= Amalie Claussen =

Danish photographer (1859–1950)

Amalie Claussen, also Emma Claussen, (1859–1950) was a Danish photographer from the far north of Jutland. After first working as a teacher, she took up photography in the mid-1890s to satisfy her artistic ambitions. She is remembered for the portraits and landscapes she took while working in Skagen.

==Early years and education==
Born on 9 November 1859 in Ugilt near Hjørring, Claussen was the daughter of the forester Henrich Wilhelm Claussen and his wife Ane Hedevig Cortsen. She grew up near the village of Børglum between Hjørring and Frederikshavn as her father worked on the Børglum Abbey estate.
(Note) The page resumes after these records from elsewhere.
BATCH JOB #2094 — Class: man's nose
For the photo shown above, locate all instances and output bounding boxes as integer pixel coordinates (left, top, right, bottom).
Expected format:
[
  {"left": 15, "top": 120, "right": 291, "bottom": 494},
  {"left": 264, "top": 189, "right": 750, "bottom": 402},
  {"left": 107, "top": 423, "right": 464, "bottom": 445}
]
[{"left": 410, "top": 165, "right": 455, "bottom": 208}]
Claussen showed an early interest in art, sketching scenes of the surrounding countryside from the age of eight. After her father died when she was 14, she was inspired to start writing poetry in a collection she titled Gisninger (Conjectures) in which she documented her religious and existential ideas. She completed her education at a teachers training college for women in Copenhagen.

==Career==
In the mid-1880s, she opened a school in Frederikshavn but soon afterwards went to Vienna to study painting. In her late twenties, she became interested in hypnotism and spiritism. As a result, she published a number of religious works including Mit Livssyn (My Outlook on Life, 1905) and En ny Reformation (A New Reformation, 1925).

On returning from Vienna, she worked as a photographer in Aarhus for a short period but then went to Norway to study parapsychology. In the mid-1890s, she returned to Denmark, where she turned to photography, opening first a studio in Brønderslev and then from 1897 in Skagen where she took portraits of both the town's residents and its summer visitors. She also took a number of landscape photographs of Skagen and the surroundings, demonstrating her artistic talents. Working in a remote corner of Denmark, she also carried out the technical processing work as well as framing. Claussen worked full-time as a photographer until 1929 when she retired to Frederikshavn, where she lived in a house on the coast. She died there on 4 January 1950.